Putting the residency view to work

If you accumulate on a schedule, the asymmetry is already doing the work. A steady weekly buy across the post-2015 history lands disproportionately in the lower bands, simply because that is where Bitcoin spends the bulk of its days. There is no entry to time — the band structure tilts a dumb schedule toward the cheap end by construction, and the all-time skew toward the lower bands above is the reason it keeps working.

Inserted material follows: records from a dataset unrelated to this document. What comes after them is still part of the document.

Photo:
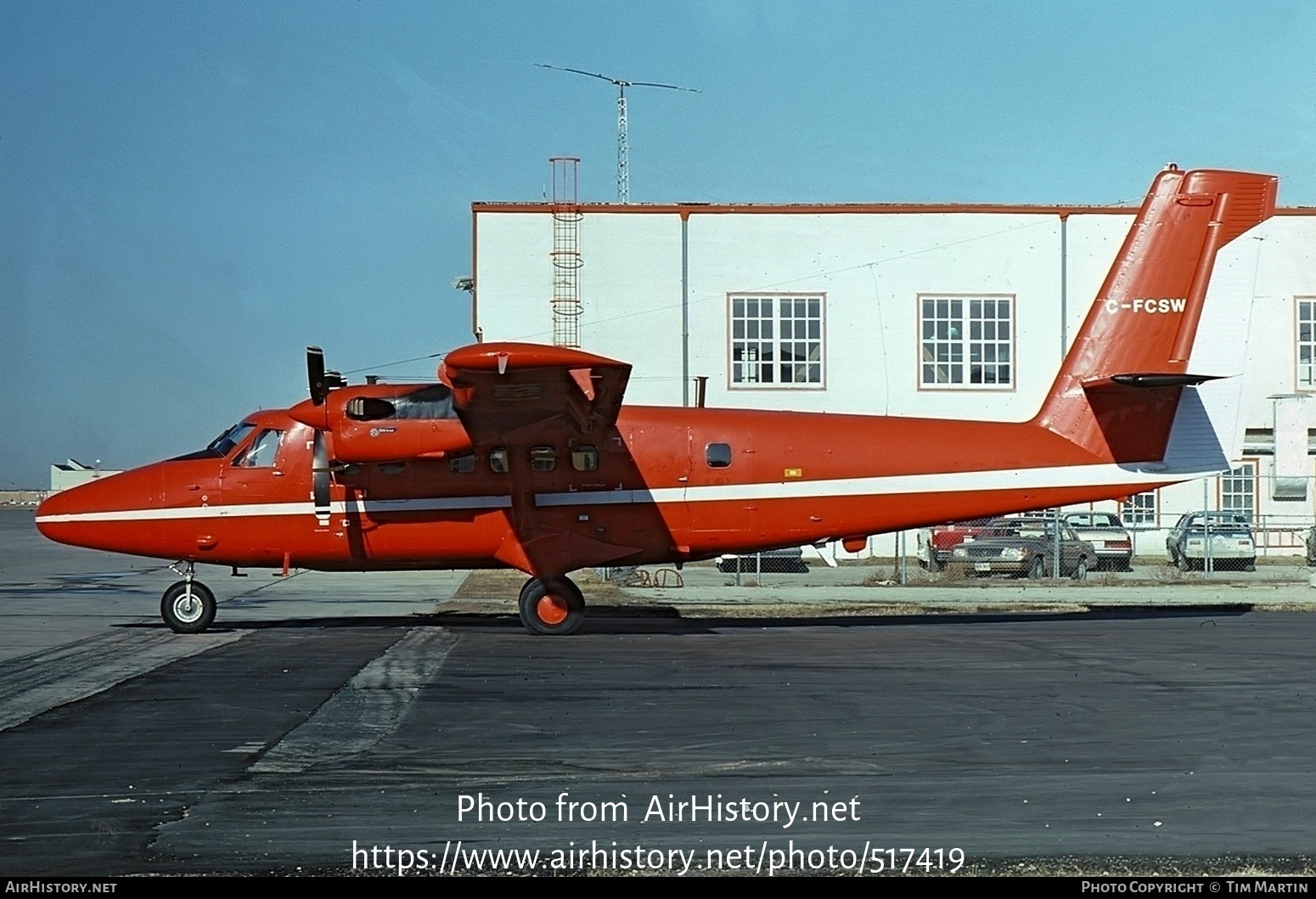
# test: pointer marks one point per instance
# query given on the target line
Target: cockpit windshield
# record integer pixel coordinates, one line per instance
(224, 444)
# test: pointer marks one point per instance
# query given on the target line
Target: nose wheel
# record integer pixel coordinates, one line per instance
(552, 606)
(188, 606)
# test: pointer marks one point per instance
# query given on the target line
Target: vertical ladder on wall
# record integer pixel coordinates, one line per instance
(566, 253)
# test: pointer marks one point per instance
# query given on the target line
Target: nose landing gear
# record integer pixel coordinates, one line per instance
(187, 606)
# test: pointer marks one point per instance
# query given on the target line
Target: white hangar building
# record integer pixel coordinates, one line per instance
(944, 311)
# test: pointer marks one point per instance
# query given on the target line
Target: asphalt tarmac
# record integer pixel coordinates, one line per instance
(378, 723)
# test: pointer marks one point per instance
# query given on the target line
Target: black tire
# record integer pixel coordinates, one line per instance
(552, 607)
(188, 607)
(1081, 569)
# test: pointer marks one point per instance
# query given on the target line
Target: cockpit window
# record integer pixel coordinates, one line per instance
(224, 444)
(262, 451)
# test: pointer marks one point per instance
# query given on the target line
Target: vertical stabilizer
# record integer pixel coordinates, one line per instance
(1120, 385)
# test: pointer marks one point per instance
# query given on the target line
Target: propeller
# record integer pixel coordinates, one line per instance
(320, 478)
(321, 382)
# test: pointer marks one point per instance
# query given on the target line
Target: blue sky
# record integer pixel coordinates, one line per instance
(194, 193)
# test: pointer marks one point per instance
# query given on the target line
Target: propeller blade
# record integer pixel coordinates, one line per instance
(320, 478)
(316, 375)
(321, 382)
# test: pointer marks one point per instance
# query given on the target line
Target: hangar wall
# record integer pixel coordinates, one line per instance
(885, 281)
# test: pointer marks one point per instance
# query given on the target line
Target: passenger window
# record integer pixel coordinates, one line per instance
(543, 458)
(262, 451)
(719, 456)
(584, 457)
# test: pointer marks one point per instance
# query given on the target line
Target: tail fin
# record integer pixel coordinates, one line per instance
(1119, 387)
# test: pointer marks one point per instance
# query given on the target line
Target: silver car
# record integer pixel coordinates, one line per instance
(1224, 536)
(1107, 535)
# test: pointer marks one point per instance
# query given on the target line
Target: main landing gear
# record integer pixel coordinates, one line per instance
(187, 606)
(552, 606)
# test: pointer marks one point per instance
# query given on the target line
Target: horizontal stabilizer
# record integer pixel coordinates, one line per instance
(1149, 379)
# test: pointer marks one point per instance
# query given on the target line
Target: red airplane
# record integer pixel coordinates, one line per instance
(524, 456)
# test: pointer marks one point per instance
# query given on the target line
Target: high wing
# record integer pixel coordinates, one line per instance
(517, 392)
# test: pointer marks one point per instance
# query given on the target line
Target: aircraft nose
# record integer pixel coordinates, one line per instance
(95, 514)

If you are timing the cycle, use Time in Band as a rarity gauge, not an entry signal. A print in band 8 or 9 is rare but says nothing about how long it persists; the 2013 and 2017 cycles spent weeks in band 9 before topping. Pair it with Pi Cycle for the turn and MVRV-Z for confirmation — and do not size a trade expecting a 2017-style band-9 top, both because the band is thinning and because part of that thinning is the chart re-scoring itself.

Frequently asked

What are the Rainbow valuation bands?
Nine logarithmic valuation bands around the live Rainbow regression fit, ranging from Capitulation (band 1) to Euphoric (band 9). Each band corresponds to a fixed 0.1-log10 offset above or below the centre line, so moving up one band means roughly a 1.26× multiplier of the level beneath. Band 1 clusters at deep capitulation lows; band 9 has historically only hosted late-cycle blow-offs.
Which band has Bitcoin spent the most time in?
All-time, the most-lived-in band is 3 · Accumulation, which has hosted 16.2% of every day since trading began. The shortest-lived bands are Capitulation (band 1) and Speculative (band 8) — rare regimes that mark cycle extremes rather than steady states. Note the Euphoric band (9) is not among them: under the flattening live fit it is one of the larger buckets, because the saturated 2013- and 2017-era prints still resolve there.
How often is Bitcoin in the Euphoric band?
The Euphoric band (9) hosts roughly 14.2% of all-time days, but the per-cycle share peaked in Cycle 2 and has been lower in every cycle since: 2 26.3%, 3 11.8%, 4 12.9%. The current cycle has spent 0.0% of its days in Euphoric so far.
Does a low Euphoric-band share mean this cycle has more room to run?
Not by itself. A thin band-9 share for the current cycle can mean the top has not arrived yet, or it can mean tops are simply landing in lower bands than they used to — the chart cannot distinguish the two in real time. The all-time band-9 share is biased downward by the flattening live fit, which discounts the 2013 and 2017 prints that originally filled it. Treat a low reading as the absence of a blow-off so far, not a promise of one to come.
Is the time-in-band distribution useful for forecasting?
Time in Band is a backward-looking summary, not a forecast. Its use is for context: how rare is a print at this level, historically? It cannot tell you what comes next. The distribution shifts with every nightly Rainbow refit, because the bands are defined by the live regression fit; the shape is stable but the per-band shares move slightly each evening.
How is the per-cycle table computed?
The pipeline ships the all-time band counts plus the current-cycle counts. The per-cycle distribution table is computed inline against the live Rainbow coefficients: every daily close is assigned a band under today's fit, then sliced by halving epoch. Cycle boundaries are the canonical halving block-confirmation dates. Both the all-time and per-cycle numbers refresh each night.